Until Tuesday, there appeared to have been little hope for such a resolution.
The judge pleaded with the sides just a few days ago to put aside their enmity and reach a settlement over what was left of Gatti’s fast-dwindling fortune.
But his widow, Amanda Rodrigues, defiantly declared last week that she would not settle.
Her lawyer, Pierre-Hugues Fortin, wouldn’t elaborate if it was his client who had the change of heart.
“Last week was last week, today is a different day. They are discussing at the present moment and I will avoid disclosing to you any details concerning that settlement including the reasons that may have prompted the parties to settle,” Fortin told reporters.
“I really hope that we find a way of settling the case; that’s my position.”
The Gattis and Rodrigues have been at daggers drawn since the boxer’s 2009 death at a Brazilian resort.
The boxer’s family does not accept the conclusion of Brazilian authorities that he committed suicide. And they reject the legitimacy of a will, signed just weeks before his death, that left everything to Rodrigues.

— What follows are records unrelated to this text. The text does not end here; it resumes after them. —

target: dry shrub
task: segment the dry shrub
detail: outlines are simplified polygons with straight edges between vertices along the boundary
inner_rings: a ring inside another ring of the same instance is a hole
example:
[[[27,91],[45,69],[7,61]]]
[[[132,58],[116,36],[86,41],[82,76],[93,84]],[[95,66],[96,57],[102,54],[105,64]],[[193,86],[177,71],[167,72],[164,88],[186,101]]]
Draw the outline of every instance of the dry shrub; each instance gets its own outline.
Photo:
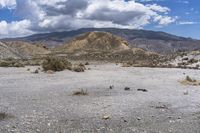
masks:
[[[86,70],[85,65],[80,63],[80,64],[75,64],[73,66],[73,71],[75,72],[84,72]]]
[[[73,95],[75,95],[75,96],[85,96],[85,95],[88,95],[88,92],[87,92],[87,90],[83,90],[83,89],[81,89],[81,90],[79,90],[79,91],[75,91],[75,92],[73,92]]]
[[[186,76],[184,80],[180,81],[183,85],[192,85],[192,86],[198,86],[200,85],[200,80],[192,79],[189,76]]]
[[[47,57],[43,62],[42,67],[44,71],[63,71],[64,69],[71,69],[72,64],[65,58]]]
[[[24,67],[25,65],[20,60],[5,60],[0,61],[0,67]]]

The civil case has heard that the couple were having volcanic arguments leading up to Gatti’s death and that both had consulted divorce lawyers.
The Gattis also point out that, under the terms of a prenuptial agreement, Rodrigues would have been left without a penny had the couple divorced.
They say the boxer’s true feelings were represented in an older will that left everything to them; however, the Gattis cannot produce a signed copy of that will.
The Gatti family has said their preference is that the fortune be split equally between Gatti’s child with Rodrigues and his child from a previous relationship. They say they don’t want any of the money for themselves.
However, even a resolution to the Rodrigues-Gatti case would not completely end the legal saga over the late boxer’s fortune.
There are outstanding legal cases in New Jersey and Florida as well as taxes that have not been paid.
A wrongful-death suit filed in New Jersey by the mother of Arturo Gatti’s oldest child, Sofia, has effectively frozen all of the assets.
The estate also owes back taxes, and faces legal action from other parties.
Last week, in urging the parties to settle, Justice Roy warned both sides that the money would eventually run out unless they came to their senses.